Was ich eigentlich meine: Dass die neuen cartridges zu langsam sind, ist viellecht so, aber man kann die Spieledaten trotzdem drauf tun, dann kann der Spieler halt das Spiel nachträglich installieren!
Das Ding ist halt; Du kannst heute deine digitalen fast 20 Jahre alten Wii-Spiele doch nach wie vor alle herunterladen – trotz Wii-Shop Abschaltung.

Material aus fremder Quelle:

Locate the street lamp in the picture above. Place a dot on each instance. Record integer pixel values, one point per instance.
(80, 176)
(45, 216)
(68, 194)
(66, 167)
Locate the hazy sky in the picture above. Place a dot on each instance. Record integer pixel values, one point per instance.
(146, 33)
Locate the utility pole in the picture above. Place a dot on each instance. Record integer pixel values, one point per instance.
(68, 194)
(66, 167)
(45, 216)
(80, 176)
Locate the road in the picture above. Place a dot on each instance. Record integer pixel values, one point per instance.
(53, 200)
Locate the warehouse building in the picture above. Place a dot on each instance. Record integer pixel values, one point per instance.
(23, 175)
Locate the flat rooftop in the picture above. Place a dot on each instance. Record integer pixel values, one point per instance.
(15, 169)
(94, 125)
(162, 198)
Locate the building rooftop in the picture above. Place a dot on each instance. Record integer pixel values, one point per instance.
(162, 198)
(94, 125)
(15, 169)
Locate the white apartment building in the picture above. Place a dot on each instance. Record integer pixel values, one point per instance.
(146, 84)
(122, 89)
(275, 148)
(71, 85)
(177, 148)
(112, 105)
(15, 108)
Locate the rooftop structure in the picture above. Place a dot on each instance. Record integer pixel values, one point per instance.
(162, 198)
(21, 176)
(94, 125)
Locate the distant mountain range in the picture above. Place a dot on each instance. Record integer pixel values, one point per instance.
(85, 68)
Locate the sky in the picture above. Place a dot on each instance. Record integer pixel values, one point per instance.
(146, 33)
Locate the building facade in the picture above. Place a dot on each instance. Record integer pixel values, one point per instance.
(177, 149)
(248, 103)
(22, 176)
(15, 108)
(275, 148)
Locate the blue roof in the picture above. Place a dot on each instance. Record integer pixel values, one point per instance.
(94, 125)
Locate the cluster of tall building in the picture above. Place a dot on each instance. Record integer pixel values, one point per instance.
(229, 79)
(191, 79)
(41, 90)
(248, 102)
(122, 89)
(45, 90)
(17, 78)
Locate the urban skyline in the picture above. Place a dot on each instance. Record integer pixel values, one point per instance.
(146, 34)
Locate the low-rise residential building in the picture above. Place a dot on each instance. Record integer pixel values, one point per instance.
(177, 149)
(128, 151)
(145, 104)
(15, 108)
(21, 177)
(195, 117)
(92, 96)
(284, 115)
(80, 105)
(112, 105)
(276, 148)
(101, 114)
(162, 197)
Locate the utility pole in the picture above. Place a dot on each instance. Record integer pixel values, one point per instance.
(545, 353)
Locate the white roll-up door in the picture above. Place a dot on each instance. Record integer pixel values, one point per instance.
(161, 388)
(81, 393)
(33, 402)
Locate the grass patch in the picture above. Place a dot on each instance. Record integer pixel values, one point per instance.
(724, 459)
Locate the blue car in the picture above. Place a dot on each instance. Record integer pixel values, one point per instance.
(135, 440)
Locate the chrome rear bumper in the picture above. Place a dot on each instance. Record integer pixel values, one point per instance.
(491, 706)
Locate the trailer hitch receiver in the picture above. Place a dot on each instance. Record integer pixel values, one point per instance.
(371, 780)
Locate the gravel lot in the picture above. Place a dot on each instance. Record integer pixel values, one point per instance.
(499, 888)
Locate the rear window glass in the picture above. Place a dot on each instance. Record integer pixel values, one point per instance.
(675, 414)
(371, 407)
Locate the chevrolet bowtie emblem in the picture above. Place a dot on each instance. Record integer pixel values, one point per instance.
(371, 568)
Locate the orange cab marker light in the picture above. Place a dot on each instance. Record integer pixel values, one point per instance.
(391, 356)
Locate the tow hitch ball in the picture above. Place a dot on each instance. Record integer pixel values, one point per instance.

Und die Cartridges haben nicht nur das Problem mit der Geschwindigkeit, sondern auch mit dem Speicherplatz. Wenn ein Spiel größer als 64 GB ist, dann passt es nicht auf das Modul.
Ja, du hast recht. Hin und wieder gibt es aber Spiele, die man gar nicht mehr downloaden kann, wegen Lizenzproblemen (Musikrechte, Marken & Logos, Charaktere/Comic, Voice Actors & Darsteller, Engine, etc), auch wenn man sie schon gekauft hat (bei mir Singstar, Just Dance, Burnout). Bei Wii Spielen ist das vielleicht nicht der Fall, aber bei vielen modernen games schon.
Wir können nicht verlangen, dass die neuen Spiele auf zwei cartridges geliefert werden, das ist wirklich ein Problem. Soll Nintendo seine Super-innovativen Karten halt günstiger verkaufen, oder mit ihnen untergehen! 🙂
Bla bla blaaaaaaaaaaa……. Dann hätten die Entwickler die Daten trotzdem auf eine „langsame“ Spielkarte packen können. Um zu spielen, sollte man dann das Spiel zuerst auf den „schnellen“ internen Konsolen-Speicher installieren und die Karte sollte beim Spielen immer eingesteckt bleiben. Voilà, Problem wäre gelöst! Ist doch bei fast jedem grossen Playstation auch so, oder?
Na ja, im Grunde muss JEDES PlayStation-Spiel installiert werden, unabhängig davon, ob sich Daten auf der Disc befinden oder nicht. Das Konzept existiert so bei der Nintendo Switch 2 nicht.